活動休止の期間が始まって、一年以上。ずっと思い焦がれながら、その月日を過ごしている。

いつ、終止符が打たれるのか分からない、いや、打たれることがあるのかさえも分からない、途方もない長さのそれが始まる前。当事者である五人を観る人々の大半は、「活動休止」という言葉そのものに、焦点を当てた。

活動休止の経緯は?
いつから活動休止を考え始めたのか?
活動休止に終わりはあるのか?

中には「活動休止」を「解散」と捉える人、それが事実かのように報道する人も見られた。

しかし、五人から発表された事実は、「活動休止」だった。それ以上でもそれ以下でもない、四文字の言葉が指し示すことのみが事実である。
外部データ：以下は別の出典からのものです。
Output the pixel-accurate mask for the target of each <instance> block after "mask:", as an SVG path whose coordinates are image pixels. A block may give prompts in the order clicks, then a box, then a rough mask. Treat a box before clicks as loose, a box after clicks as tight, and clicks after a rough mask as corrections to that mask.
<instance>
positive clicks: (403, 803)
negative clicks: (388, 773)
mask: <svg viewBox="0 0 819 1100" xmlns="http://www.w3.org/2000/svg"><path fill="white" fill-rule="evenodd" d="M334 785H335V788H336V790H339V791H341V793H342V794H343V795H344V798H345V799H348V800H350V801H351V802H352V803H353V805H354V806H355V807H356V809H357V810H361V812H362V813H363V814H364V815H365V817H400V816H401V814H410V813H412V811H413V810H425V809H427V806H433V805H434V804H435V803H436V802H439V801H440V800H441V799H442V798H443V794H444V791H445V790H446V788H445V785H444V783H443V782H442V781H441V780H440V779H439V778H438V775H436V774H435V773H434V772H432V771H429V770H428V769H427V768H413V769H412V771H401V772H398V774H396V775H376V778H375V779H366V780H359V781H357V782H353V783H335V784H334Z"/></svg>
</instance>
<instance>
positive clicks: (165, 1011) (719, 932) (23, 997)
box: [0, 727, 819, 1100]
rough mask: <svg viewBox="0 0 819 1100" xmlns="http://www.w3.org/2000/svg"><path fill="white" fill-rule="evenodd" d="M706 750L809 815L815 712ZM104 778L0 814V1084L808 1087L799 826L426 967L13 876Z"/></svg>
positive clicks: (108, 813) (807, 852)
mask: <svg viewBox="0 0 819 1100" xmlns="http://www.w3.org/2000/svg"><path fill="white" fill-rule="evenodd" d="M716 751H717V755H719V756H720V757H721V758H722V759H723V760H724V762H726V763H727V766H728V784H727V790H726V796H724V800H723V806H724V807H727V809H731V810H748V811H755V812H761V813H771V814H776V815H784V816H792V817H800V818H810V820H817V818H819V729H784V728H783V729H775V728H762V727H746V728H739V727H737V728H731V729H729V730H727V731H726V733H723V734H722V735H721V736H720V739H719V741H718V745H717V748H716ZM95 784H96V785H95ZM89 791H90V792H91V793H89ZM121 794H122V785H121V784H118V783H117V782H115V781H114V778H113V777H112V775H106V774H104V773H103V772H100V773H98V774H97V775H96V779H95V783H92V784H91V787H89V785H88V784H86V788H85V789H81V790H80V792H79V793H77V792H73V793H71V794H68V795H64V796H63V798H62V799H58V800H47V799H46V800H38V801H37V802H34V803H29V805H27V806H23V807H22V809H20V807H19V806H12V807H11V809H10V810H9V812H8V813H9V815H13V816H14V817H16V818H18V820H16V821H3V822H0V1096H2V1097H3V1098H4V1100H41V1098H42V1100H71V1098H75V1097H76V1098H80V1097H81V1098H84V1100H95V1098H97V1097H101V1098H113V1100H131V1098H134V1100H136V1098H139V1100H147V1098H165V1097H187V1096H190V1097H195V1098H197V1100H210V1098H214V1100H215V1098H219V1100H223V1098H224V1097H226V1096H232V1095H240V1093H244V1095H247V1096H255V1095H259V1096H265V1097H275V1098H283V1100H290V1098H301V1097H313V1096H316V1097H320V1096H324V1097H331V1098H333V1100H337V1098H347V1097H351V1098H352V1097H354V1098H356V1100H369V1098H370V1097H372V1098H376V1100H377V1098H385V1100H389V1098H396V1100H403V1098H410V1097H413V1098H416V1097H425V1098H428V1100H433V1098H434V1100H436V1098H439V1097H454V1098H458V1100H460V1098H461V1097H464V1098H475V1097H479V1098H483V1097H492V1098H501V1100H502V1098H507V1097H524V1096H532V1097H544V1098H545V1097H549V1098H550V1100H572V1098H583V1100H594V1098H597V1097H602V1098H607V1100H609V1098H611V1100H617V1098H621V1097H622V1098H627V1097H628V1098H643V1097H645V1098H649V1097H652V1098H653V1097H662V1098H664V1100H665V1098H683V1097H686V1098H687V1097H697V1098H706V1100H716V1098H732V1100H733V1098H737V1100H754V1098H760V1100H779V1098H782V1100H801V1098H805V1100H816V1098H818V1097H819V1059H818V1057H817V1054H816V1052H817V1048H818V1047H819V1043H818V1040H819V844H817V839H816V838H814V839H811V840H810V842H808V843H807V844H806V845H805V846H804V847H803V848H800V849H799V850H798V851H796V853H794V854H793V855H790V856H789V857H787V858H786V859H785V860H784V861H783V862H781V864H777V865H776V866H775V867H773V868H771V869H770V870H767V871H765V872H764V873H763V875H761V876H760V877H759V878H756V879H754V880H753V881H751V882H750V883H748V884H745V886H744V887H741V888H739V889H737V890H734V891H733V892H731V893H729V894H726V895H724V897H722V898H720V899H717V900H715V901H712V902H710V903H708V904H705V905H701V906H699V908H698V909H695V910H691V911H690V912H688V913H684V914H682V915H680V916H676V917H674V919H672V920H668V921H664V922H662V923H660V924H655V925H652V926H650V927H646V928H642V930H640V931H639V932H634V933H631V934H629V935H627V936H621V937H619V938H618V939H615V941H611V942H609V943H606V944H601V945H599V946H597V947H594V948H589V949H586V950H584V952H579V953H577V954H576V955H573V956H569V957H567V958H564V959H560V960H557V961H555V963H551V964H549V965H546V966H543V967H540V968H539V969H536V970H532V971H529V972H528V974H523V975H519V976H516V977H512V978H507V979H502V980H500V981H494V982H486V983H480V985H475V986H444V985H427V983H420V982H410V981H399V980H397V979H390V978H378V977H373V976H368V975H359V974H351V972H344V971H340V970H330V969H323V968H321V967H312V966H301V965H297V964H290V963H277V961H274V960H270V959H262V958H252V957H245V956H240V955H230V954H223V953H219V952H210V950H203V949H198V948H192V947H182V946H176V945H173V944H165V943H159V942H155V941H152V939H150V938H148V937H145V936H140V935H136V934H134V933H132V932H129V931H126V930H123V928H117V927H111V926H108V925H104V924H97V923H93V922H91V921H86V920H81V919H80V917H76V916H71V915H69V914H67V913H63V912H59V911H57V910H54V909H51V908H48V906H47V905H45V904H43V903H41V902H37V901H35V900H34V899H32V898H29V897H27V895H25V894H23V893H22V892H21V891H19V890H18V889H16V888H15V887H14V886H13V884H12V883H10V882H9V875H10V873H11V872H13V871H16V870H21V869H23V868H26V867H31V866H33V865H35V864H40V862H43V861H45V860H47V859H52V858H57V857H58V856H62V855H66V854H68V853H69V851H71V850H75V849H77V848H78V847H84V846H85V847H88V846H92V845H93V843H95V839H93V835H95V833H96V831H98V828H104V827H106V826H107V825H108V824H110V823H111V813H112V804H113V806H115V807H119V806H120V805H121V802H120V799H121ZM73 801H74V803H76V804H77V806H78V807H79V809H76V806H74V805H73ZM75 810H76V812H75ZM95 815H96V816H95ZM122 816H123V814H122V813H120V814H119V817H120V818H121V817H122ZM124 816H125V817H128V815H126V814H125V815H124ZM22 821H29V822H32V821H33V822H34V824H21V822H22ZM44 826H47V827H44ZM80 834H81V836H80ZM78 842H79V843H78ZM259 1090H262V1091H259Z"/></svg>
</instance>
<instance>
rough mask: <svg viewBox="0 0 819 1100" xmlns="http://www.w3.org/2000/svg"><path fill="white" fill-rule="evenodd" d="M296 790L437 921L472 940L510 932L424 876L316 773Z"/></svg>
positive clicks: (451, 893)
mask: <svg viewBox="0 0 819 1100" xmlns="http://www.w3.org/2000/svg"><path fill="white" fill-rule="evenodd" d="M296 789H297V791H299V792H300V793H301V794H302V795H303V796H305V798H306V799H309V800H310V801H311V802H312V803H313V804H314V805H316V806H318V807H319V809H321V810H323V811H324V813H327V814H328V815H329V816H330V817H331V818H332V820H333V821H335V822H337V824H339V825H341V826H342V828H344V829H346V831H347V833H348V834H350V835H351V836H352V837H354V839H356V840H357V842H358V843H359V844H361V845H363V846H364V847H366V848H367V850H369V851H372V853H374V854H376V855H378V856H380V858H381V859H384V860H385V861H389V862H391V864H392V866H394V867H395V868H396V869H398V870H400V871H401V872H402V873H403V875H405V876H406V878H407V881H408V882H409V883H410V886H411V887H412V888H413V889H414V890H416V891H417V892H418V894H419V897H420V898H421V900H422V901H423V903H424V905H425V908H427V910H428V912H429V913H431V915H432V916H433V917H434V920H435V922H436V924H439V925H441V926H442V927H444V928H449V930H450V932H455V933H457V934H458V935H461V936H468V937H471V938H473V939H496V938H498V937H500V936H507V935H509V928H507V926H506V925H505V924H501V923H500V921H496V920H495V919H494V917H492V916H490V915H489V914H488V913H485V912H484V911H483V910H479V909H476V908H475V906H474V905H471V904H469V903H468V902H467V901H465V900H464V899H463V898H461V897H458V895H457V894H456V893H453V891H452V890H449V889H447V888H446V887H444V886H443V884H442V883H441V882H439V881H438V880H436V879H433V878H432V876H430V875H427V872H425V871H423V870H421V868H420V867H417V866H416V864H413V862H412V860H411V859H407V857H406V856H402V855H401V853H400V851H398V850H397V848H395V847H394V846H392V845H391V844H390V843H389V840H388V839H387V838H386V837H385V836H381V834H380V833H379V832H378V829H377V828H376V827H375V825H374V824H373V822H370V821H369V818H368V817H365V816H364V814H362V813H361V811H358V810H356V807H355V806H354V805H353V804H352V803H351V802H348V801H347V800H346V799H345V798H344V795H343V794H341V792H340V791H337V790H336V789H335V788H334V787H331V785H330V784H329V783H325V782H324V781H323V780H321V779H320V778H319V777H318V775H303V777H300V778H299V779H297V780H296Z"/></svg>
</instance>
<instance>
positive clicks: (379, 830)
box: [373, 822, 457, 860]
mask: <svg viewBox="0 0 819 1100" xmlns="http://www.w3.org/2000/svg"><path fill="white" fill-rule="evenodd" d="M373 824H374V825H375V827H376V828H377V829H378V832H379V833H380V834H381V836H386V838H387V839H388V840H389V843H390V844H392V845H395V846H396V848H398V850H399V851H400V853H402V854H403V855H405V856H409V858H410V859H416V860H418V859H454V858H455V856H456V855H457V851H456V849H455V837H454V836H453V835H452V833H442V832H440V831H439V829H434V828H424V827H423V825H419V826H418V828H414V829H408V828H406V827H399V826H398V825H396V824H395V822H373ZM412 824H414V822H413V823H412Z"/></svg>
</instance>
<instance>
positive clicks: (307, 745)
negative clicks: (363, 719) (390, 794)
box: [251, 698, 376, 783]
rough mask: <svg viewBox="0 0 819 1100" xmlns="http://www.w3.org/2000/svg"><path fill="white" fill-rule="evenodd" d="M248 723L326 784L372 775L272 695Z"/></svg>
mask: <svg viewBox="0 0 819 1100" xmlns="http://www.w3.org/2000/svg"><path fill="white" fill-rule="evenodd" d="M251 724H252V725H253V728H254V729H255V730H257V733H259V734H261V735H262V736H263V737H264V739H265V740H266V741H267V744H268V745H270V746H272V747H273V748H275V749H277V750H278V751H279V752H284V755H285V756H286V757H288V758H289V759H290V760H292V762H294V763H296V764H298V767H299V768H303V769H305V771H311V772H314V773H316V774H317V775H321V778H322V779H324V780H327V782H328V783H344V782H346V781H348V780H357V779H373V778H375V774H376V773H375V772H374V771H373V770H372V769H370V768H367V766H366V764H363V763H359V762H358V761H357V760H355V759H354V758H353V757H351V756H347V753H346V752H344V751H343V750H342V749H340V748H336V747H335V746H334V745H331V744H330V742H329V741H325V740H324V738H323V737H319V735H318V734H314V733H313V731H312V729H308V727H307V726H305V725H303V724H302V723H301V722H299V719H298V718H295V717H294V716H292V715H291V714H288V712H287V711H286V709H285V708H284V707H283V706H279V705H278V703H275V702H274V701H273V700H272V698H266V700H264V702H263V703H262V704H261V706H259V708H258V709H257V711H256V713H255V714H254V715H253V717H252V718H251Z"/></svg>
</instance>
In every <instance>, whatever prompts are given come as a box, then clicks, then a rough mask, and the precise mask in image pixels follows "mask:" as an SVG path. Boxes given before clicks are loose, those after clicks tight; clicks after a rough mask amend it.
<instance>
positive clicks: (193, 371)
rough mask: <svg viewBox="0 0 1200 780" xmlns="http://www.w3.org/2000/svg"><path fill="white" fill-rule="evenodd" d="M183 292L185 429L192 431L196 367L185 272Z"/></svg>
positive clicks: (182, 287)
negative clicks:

それなのに、彼らを観る人々は、そのようには捉えない。

嵐を特に好きでいる、推している人々は、自身の思いを上乗せ、そうして塗り替えてしまう。また、そうでない人々も、憶測で塗り替える。

ーどうして、その人に即せないのか。

今回の場合、その原因は、重心の置き方にあったと私は思う。

私たち、すなわち、観る側であった人々は、事実として発表された「活動休止」に重心を置き、そこから各々の捉え方をした。

しかし、「活動休止」の発表を行った五人の重心の置き場は、本当に「活動休止」という言葉そのものにあったのだろうか。

この決断に至るまでの道のりを分かる限りで簡単に遡っていくと、まず最初に辿り着くのは、一人のメンバーの「やめたい」との申し出である。この言葉は、他の四人にとって、嵐にとっては、「解散」を導く言葉であった。

何度も聞いた。嵐は五人であり、五人で嵐だからだ。四人でも六人でも、五人でない形での嵐としての活動は、最初からあり得ない。それが嵐の形だ。それ故に、嵐では一人の「やめたい」が、グループの「解散」を呼び寄せることになる。

しかし、ここから、長い、長い話し合いが続いたのだ。話し合いが続いて、行き着いたのが、私たちに発表された「活動休止」である。だから、私たちに共有されたそれは、「解散」を意味するでも、「復帰」を約束するでもない、言葉そのものの意味しか持たない、言葉である。

では、一人の申し出、すなわち、嵐の「解散」という局面からの「活動休止」への変化は何をもたらしたのか。それは復帰の可能性である。「解散」ではなく「活動休止」という形をとることで、復帰の可能性を残したのだ。

解散すれば、復帰はあり得ない。

それを阻止したのが、「活動休止」である。導かれた行先に抗い、行き着いたのが「活動休止」なのである。だから、本当は、嵐に即して思索すれば事の重心は「活動休止」そのものではなく、その内に遺された「復帰の可能性」に置かれているというべきだろう。

そこを大きく、取り上げるべきで、そこが観るべきところだと、私は思う。ここにこそ、五人の関係性が、優しさが現れていると思うのだ。

辞めたいと思い、決心し、伝えた人。
続けたいという人。
続けたいと思っている人。
どちらの思いもわかる人。

続けてほしいと願う人々。

そういうそれぞれの人の思いを汲み取って、生み出されたものが、伝えられた四文字。たった四文字の言葉だけれど、その内には多くの人の思いが留まっていて、しまい込まれていて。だから、その人の言葉を、他の人たちは丁重に扱わなければならないのだ。また、その言葉の中で重心はどこに置かれているのか、その人は何を思ってその場所に重心を置いたのか。それらを私たちは限られた言葉の中から思索し、導き出さなければならないのだ。

私は卒論で重心の捉え方を誤った。儒家である孟子の説く「思い」の質は、確かに父母への「思い」であった。それは特に、亡き親への遺された者の「思い」であった。しかし、重心が置かれていたのは、厳密には遺された者たちの「思い」そのものではなく、その内にある「満たされなさ」であった。何に身を尽くしても満たされない、どうしようもなさ故に、人は「思う」のである。